MENYIBAK RAHASIA HAJI


Bagi Anda calon tamu-tamu Allah SWT. Setidaknya perlu diketahui beberapa hal mengenai rahasia-rahasia dibalik syariat ibadah haji. Selain manasik lapangan, aspek lainnya perlu juga diketahui, termasuk mengetahui sekelumit tentang rahasia dan hikmah yang terkandung dalam prosesi ibadah haji. Saat kita memakai kain ihram dan mengucapkan talbiyyah adalah wujud dari tajarrud (totalitas) jiwa dari hawa nafsu dan syahwat. Menghadapkan seluruh perbuatan hanya kepada Allah, bersegera melakukan ketaatan dan perintah hanya untuk Allah, sehingga mendapatkan ridha dari-Nya dan berharap akan surga-Nya.
Adapun thawaf adalah wujud dari perputaran hati dan jiwa di tempat yang disucikan Allah, bersatu antara pencari cinta dan yang dicinta, Dzat yang telah menganugerahkan kenikmatan, sungguh sangatlah hina saat kita menyadari kenikmatan yang telah diberikan namun tidak memahami ayat-ayat-Nya.
Sa’i adalah perjalanan yang dipenuhi rahmat dari dua bukit sebagai tilas perjuangan Siti Hajar. Memohon ampunan dan keridhaan adalah pucuk dari kegiatan di Safa dan Marwa.
Wukuf di Arafah adalah usaha yang tiada henti untuk tunduk dengan hati yang penuh rasa takut, lisan yang sibuk dengan do’a, harapan yang tulus dihadapan Dzat yang Maha kasih.

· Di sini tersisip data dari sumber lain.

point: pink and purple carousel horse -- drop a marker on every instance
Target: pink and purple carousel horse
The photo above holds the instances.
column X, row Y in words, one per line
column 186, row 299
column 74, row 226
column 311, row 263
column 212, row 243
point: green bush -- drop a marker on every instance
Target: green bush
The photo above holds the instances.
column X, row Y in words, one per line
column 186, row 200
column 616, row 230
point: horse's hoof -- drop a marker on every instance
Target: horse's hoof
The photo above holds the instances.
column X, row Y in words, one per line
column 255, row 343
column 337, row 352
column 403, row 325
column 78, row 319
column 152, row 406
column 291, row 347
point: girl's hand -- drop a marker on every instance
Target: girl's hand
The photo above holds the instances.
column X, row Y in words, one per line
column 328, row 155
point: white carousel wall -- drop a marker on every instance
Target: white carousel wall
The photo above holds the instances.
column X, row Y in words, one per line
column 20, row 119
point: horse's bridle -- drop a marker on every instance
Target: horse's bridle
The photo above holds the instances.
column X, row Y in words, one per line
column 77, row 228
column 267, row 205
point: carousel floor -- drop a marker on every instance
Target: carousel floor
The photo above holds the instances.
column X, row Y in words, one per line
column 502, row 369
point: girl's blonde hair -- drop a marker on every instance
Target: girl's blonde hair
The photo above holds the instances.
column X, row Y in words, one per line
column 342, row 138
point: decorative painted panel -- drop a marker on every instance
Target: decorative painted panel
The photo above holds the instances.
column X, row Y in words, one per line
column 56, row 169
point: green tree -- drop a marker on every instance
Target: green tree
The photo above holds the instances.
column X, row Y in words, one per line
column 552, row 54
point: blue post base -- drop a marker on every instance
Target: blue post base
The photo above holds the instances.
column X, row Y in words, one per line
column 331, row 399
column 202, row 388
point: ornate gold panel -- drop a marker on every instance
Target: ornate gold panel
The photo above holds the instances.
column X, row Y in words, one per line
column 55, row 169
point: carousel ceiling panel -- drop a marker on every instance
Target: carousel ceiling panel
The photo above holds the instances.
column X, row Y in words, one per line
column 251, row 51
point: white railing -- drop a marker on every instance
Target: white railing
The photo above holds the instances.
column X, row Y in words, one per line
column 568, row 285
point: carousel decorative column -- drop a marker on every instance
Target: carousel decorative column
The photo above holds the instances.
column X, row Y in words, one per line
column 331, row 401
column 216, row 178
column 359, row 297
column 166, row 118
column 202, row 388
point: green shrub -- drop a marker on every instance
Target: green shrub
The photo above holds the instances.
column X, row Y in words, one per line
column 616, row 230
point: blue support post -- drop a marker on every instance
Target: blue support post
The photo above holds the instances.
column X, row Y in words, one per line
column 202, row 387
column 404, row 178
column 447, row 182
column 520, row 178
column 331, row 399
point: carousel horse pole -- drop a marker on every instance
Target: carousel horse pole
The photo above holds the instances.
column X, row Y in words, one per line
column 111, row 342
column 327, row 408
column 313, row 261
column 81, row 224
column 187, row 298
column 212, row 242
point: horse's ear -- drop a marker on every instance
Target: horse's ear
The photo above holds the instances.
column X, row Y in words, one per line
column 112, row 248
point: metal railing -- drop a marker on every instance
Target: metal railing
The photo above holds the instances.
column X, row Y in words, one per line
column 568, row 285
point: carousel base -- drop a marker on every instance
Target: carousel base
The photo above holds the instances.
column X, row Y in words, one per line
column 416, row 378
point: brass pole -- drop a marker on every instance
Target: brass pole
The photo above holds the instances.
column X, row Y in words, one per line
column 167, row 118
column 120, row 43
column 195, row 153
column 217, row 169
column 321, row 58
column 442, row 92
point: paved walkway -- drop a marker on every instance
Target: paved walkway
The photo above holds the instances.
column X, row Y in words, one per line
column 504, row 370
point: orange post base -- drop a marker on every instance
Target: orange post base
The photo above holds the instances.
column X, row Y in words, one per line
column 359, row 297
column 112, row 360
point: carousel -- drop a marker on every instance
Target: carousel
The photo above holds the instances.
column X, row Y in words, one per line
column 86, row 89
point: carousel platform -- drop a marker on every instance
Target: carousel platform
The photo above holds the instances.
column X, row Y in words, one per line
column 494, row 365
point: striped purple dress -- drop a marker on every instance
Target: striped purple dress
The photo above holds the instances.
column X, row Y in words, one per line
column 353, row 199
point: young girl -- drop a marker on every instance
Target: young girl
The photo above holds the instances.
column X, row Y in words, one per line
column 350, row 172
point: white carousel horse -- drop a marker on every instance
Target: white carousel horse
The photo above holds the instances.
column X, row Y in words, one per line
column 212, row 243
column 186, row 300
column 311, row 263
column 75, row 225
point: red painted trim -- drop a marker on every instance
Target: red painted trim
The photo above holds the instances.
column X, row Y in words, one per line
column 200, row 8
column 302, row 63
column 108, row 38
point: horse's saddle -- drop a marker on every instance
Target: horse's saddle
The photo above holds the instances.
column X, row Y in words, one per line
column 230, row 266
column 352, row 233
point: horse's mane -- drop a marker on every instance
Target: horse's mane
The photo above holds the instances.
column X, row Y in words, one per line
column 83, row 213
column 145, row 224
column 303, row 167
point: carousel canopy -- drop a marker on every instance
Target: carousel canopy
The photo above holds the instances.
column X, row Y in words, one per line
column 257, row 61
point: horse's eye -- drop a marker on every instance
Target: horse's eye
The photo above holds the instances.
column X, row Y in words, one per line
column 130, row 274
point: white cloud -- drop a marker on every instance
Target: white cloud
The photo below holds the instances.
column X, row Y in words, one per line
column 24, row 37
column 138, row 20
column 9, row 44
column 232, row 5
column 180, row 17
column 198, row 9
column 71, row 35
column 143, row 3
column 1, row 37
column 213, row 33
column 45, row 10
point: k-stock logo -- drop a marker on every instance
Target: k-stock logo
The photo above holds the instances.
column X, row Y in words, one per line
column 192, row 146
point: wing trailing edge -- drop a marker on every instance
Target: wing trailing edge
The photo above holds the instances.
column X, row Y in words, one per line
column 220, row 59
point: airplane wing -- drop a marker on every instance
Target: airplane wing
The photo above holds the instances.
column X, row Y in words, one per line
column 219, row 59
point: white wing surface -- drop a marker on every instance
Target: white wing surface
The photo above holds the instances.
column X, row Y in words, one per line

Melontar jumroh merupakan simbol celaan dan penghinaan terhadap segala bentuk kejahatan dan kekerdilan jiwa, simbol nyata akan kejujuran azimah dalam menolak hawa yang merusak terhadap individu dan sosial.
Menyembelih hewan qurban – sebagai penutup dalam jenjang peningkatan menuju tempat yang bersih dan jernih – kecuali tumpahnya darah kehinaan di tangan yang keras persendiannya dalam membangun kemuliaan, dan simbol pengorbanan dan penebusan jiwa di hadapan tentara Allah yang suci dan mulia.
Dalam ibadah haji ada sarana untuk takhaliyah (pembersihan), tahaliyah (penghiasan) dan zad (pembekalan).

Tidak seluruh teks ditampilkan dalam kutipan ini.